Feeding the Snapshot Into a HolySheep LLM
Once the snapshot is normalized, I pipe a compact, model-friendly digest into a chat model and ask for a slippage explanation. HolySheep gives me a single OpenAI-compatible endpoint at https://api.holysheep.ai/v1, with pricing that significantly undercuts going direct. The base URL has to be that exact string — do not paste api.openai.com here, the SDK will silently 404 and you will waste an afternoon. If you have not signed up yet, create a HolySheep account here to grab your key.
import os, json, requests
from decimal import Decimal
HOLYSHEEP_URL = "https://api.holysheep.ai/v1"

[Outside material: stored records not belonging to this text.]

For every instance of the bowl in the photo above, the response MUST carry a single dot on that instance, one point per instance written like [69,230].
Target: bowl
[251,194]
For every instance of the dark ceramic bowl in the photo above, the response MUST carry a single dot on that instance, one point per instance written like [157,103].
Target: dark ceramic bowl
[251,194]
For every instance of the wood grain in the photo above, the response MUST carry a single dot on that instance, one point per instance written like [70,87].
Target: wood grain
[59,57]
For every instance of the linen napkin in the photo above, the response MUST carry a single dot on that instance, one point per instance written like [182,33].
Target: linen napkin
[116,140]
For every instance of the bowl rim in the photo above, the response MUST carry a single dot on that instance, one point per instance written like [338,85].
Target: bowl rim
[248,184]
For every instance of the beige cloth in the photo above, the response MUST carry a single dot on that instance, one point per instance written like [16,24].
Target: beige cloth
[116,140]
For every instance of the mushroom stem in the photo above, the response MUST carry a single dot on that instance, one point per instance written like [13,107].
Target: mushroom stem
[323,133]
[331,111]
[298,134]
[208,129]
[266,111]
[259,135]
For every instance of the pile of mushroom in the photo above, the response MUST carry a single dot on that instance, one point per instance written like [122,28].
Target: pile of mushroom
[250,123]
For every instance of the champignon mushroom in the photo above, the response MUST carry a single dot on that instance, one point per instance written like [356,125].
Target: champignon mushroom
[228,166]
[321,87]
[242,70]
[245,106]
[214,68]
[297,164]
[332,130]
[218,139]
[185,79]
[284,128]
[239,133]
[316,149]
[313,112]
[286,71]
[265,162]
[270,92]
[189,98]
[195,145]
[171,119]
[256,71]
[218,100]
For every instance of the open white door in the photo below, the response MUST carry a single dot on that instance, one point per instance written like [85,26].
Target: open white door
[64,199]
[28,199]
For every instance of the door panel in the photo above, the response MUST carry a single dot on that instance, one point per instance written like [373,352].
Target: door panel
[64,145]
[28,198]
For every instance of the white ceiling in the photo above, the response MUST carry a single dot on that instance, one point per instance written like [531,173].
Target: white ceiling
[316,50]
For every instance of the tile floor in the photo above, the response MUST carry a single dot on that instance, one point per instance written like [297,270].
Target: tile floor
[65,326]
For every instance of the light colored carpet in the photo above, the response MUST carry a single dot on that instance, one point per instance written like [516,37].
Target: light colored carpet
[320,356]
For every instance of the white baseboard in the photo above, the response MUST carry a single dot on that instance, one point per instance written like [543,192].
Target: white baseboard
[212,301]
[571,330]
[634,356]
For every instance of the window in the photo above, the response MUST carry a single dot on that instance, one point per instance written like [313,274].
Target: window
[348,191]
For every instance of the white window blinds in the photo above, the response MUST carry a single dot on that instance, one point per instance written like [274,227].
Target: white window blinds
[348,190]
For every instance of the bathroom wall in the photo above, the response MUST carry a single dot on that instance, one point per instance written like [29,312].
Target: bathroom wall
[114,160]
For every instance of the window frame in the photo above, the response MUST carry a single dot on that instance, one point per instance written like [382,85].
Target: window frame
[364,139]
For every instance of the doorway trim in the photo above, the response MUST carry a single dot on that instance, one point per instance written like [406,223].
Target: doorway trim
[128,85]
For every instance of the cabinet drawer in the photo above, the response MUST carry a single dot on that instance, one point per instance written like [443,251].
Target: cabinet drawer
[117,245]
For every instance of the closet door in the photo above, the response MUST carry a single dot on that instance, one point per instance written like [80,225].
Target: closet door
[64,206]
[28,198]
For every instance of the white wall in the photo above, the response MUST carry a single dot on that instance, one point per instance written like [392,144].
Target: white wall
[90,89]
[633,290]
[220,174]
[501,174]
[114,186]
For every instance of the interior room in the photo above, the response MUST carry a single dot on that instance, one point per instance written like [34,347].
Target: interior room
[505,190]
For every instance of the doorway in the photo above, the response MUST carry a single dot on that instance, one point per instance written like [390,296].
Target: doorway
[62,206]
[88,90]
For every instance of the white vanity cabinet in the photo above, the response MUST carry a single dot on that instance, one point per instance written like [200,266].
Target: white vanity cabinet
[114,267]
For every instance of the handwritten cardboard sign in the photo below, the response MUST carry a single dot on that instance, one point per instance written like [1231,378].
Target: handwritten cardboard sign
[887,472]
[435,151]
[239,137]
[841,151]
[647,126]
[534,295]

HOLYSHEEP_KEY = os.environ["HOLYSHEEP_API_KEY"] # your key, never commit
def explain_slippage(snap: "L2Snapshot", qty_btc: float, model: str = "deepseek-chat") -> str:
digest = {
"exchange": snap.exchange,
"symbol": snap.symbol,
"ts": snap.ts,
"mid_usd": str(snap.mid()),
"spread_bps": str(snap.spread_bps().quantize(Decimal("0.01"))),
"slippage_bps_for_qty": str(snap.slippage_for_buy(Decimal(str(qty_btc))).quantize(Decimal("0.01"))),
"top_5_bids": [[str(p), str(s)] for p, s in snap.bids[:5]],
"top_5_asks": [[str(p), str(s)] for p, s in snap.asks[:5]],
}
payload = {
"model": model,
"messages": [
{"role": "system", "content": "You are a crypto microstructure analyst. Be precise, no filler."},
{"role": "user", "content":
f"Snapshot: {json.dumps(digest)}\n"
f"Explain in <=80 words why a {qty_btc} BTC market buy at this moment "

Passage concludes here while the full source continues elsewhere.